Generally you want to tarpit applications that are hard to block or may attempt to circumvent blocking. Block will reset TCP connections so the client knows immediately the session has been reset. Tarpit will acknowledge the receipt of the data but not send the data so it is silently dropped. For blocking web applications in a browser, block is usually better as tarpit will cause the browser to hang as it waits for data which can cause issues for the user. However, other applications that attempt to detect and circumvent blocking will detect being blocked and attempt alternative methods. For applications like these, tarpit is much more effective at actually stopping and/or interfering with the application.

Can sessions ever reach the fully classified state with confidence less than 100%?

Short lived sessions often die before they become fully classified, so it is not uncommon to see session in the event log with confidence less than 100%. Rarely, the classification engine might have no idea what a session is and considered it fully classified as nothing more will be learned. In this case it will consider the session fully classified but confidence will be less than 100%.

What are the application properties of a session?

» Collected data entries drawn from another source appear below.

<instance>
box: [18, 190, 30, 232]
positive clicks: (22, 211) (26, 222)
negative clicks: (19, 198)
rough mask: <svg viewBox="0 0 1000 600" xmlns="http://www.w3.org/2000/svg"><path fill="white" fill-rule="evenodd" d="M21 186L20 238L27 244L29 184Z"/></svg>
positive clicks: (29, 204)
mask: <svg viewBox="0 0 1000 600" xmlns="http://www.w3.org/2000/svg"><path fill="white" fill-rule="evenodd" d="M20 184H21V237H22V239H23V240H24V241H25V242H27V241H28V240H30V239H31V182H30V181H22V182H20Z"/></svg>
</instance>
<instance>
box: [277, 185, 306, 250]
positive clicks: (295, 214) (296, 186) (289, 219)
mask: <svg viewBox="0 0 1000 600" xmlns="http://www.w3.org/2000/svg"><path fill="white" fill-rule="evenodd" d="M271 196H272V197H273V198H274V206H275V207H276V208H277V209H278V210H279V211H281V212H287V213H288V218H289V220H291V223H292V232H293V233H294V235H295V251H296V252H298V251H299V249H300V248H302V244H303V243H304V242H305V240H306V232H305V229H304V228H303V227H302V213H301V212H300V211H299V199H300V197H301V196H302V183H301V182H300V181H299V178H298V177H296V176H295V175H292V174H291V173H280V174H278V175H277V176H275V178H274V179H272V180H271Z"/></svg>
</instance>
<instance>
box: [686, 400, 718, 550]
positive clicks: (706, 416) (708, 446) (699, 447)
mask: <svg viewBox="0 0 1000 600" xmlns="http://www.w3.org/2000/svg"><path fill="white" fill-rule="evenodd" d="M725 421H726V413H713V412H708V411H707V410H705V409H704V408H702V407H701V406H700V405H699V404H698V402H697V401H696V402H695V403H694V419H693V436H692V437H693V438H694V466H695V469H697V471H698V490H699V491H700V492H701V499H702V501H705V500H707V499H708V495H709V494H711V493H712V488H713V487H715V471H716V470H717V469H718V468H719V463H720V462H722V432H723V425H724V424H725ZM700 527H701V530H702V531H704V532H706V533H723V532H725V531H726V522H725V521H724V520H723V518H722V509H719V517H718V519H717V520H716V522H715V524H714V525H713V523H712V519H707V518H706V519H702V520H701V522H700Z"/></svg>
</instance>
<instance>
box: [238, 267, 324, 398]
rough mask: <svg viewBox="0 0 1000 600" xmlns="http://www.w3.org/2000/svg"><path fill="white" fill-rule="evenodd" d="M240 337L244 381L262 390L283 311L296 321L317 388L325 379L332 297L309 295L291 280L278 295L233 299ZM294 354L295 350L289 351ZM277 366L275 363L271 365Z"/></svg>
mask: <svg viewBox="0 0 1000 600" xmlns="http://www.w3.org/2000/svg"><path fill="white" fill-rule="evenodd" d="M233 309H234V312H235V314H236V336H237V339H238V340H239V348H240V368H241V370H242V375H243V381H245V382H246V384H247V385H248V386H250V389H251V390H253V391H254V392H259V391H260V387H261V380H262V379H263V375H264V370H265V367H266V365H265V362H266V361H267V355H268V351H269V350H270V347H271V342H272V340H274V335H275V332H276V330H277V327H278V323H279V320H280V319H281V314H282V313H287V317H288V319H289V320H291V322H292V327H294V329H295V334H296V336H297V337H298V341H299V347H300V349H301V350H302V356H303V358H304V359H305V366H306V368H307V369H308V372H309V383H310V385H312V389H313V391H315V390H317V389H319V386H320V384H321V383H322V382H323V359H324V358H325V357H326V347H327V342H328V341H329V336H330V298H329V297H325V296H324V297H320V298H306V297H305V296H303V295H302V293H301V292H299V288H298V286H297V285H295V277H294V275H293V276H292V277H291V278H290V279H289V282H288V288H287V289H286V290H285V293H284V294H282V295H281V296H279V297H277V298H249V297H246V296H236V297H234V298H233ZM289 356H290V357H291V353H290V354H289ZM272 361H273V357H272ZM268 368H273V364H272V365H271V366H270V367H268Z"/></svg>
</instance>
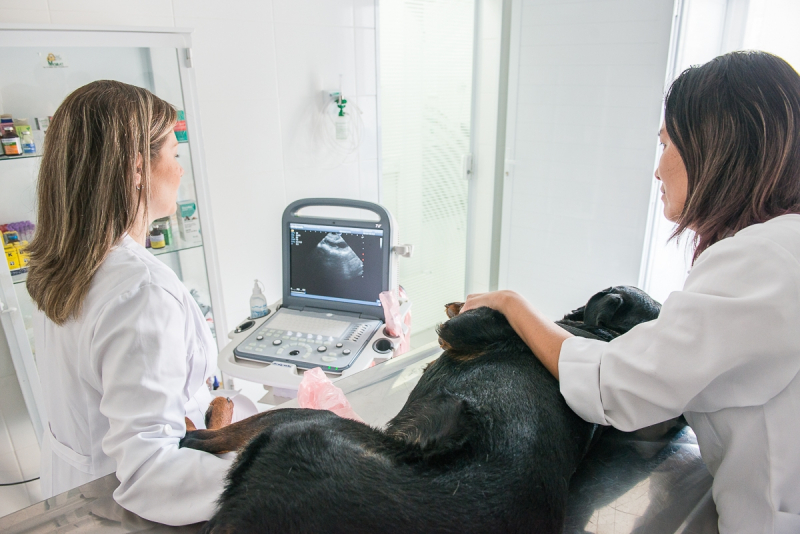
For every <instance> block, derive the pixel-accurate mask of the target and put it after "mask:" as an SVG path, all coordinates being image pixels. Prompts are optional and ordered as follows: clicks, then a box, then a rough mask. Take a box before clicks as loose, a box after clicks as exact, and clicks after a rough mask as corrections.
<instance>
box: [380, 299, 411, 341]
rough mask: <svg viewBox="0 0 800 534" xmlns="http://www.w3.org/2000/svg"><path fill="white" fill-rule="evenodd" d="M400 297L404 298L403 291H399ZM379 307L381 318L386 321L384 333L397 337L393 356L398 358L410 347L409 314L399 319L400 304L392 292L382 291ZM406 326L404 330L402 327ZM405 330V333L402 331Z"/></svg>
mask: <svg viewBox="0 0 800 534" xmlns="http://www.w3.org/2000/svg"><path fill="white" fill-rule="evenodd" d="M399 291H400V292H401V296H403V297H405V290H404V289H403V288H402V287H401V288H400V289H399ZM380 299H381V306H383V316H384V319H385V320H386V331H387V332H388V333H389V335H391V336H395V337H398V338H399V339H398V340H397V341H396V342H395V343H396V348H395V349H394V354H393V356H395V357H396V356H400V355H401V354H404V353H405V352H407V351H408V349H409V347H410V345H411V312H408V313H406V316H405V317H404V318H401V317H400V303H399V302H398V300H397V296H396V295H395V294H394V292H392V291H384V292H382V293H381V294H380ZM404 324H405V325H406V327H407V328H406V329H404V328H403V325H404ZM404 330H405V331H404Z"/></svg>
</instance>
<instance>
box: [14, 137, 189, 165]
mask: <svg viewBox="0 0 800 534" xmlns="http://www.w3.org/2000/svg"><path fill="white" fill-rule="evenodd" d="M178 143H180V144H182V145H184V144H186V145H188V144H189V141H178ZM41 157H42V152H40V151H37V152H36V153H35V154H20V155H19V156H6V155H4V154H0V161H10V160H13V159H28V158H41Z"/></svg>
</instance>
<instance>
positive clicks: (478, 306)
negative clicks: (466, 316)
mask: <svg viewBox="0 0 800 534" xmlns="http://www.w3.org/2000/svg"><path fill="white" fill-rule="evenodd" d="M518 299H522V300H524V299H523V298H522V296H521V295H520V294H519V293H515V292H514V291H509V290H507V289H503V290H500V291H492V292H490V293H474V294H472V295H467V300H466V302H464V305H463V306H462V307H461V313H464V312H465V311H468V310H474V309H475V308H480V307H483V306H486V307H487V308H491V309H493V310H497V311H499V312H500V313H503V314H505V312H506V309H508V305H509V303H510V302H511V301H513V300H518Z"/></svg>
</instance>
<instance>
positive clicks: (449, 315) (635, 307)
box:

Yes, please have a look at the table below:

Property Description Example 1 Example 2 Example 3
Application The name of the application creating the session, updated frequently until the session reaches a fully classified state. GMAIL BITTORRE SSL
ProtoChain The stack (or chain) of protocols being leveraged by this session to communicate, updated frequently until the session reaches a fully classified state. /IP/TCP/HTTP/GMAIL /IP/UDP/BITTORRE /IP/TCP/SSL
Confidence This is a percentage from 0%-100% that the confidence that the classification engine has correctly identified the Application and ProtoChain of the given session. Usually is 0, 50, or 100. 100 50 100
Detail This is a string that stores an application specific parameter. This varies depending on the application. For HTTP this often stores the content type. For SSL it stores the site name in the cert. etc.

Is there a list of all applications that can be scanned for?

An exhaustive list of applications and their description is available here.

How can I allow an individual user to use a blocked application?

You will need to use the Policy Manager to setup a different policy/rack and configuration for that user's traffic.